For the first few weeks after he struck the camp Keating didn’t have very much to say about himself, or anything else for that matter; but after he got a little nearer to Spirlaw and the mutual liking grew stronger, he began to open up at nights when he and the road boss sat outside the door of the construction shanty and watched the sun lose itself behind the mighty peaks, creep again with a wondrous golden-tinted glow between a rift in the range, and finally sink with ensuing twilight out of sight. Keating could talk then.
“Don’t see what you ever took up engineerin’ for,” remarked Spirlaw one evening. “It’s about the roughest kind of a life I know of, an’ you———”
“I know, I know,” Keating smiled. “You think I’m not strong enough for it. Why, another year out here in the West and I’ll be like a horse.”
“Sure, you will,” agreed Spirlaw, hastily. “I didn’t mean just that.” Then he sucked his briar hard.
Spirlaw wasn’t much up on therapeutics, he knew more about blasting rock, but down in his heart there wasn’t much doubt about another year in the West for the boy, and another and another, all of them—only they would be over the Great Divide that one only crosses once when it is crossed forever. Six months, four, three,—just months, not years, was what he read in Keating’s face. “What I meant,” he amended, “was that you don’t have to. From what you’ve said, I figur’ your folks back there would be willin’ to stake you in most any line you picked out, h’m?”

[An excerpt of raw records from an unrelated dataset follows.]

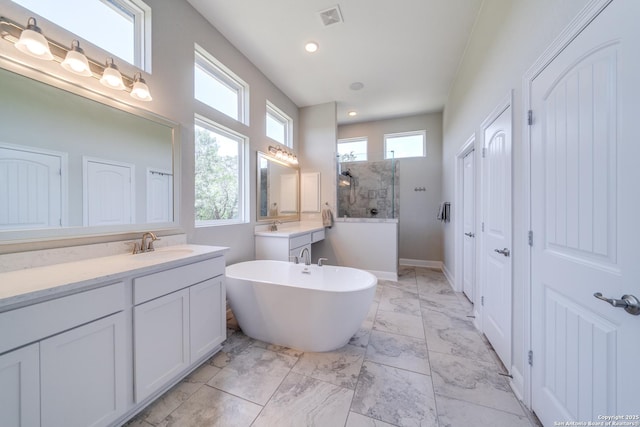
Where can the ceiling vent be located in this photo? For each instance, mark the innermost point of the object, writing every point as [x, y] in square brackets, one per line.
[331, 16]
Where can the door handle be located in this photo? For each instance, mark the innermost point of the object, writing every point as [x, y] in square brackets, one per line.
[505, 251]
[628, 302]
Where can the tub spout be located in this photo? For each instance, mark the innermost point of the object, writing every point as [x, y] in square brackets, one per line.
[307, 258]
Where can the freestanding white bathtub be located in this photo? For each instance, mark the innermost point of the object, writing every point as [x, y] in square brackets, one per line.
[308, 308]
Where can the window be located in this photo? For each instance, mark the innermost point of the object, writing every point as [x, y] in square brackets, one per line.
[352, 149]
[121, 27]
[218, 87]
[279, 126]
[405, 144]
[220, 195]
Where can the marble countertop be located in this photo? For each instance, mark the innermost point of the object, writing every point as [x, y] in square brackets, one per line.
[31, 285]
[289, 229]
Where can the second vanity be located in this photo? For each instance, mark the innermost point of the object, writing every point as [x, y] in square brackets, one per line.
[93, 342]
[287, 241]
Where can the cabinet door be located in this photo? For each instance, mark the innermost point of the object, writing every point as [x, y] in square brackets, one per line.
[20, 387]
[83, 375]
[207, 317]
[161, 341]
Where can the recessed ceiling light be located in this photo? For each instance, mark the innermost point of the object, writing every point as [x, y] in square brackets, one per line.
[311, 47]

“No, I don’t have to,” Keating answered, and his face lighted up as he leaned over and touched the road boss on the sleeve. “But, Spirlaw, it’s the greatest thing in all the world. Don’t you see? A man does something. He builds. I’m going to be a builder—a builder of bridges and roads and things like that. I want to do something some day—something that will be worth while. That’s why I’m going to be an engineer; because, all over the world from the beginning, the engineers have led the way and—and they’ve left something behind them. I think that’s the biggest thing they can say of any man when he dies—that he was a builder, that he left something behind him. I’d like to have them say that about me. Well, after I put in another year out here—I’m a heap better even now than when I came—I’m going back to finish my course, and then—well, you understand what I want to do, don’t you?”
There were lots of talks like that, evening after evening, and they all of them ended in the same way—-
Spirlaw would knock out his pipe against a stone or his boot heel, and “figur’ he’d stroll up the camp a bit an’ make sure all was right for the night.”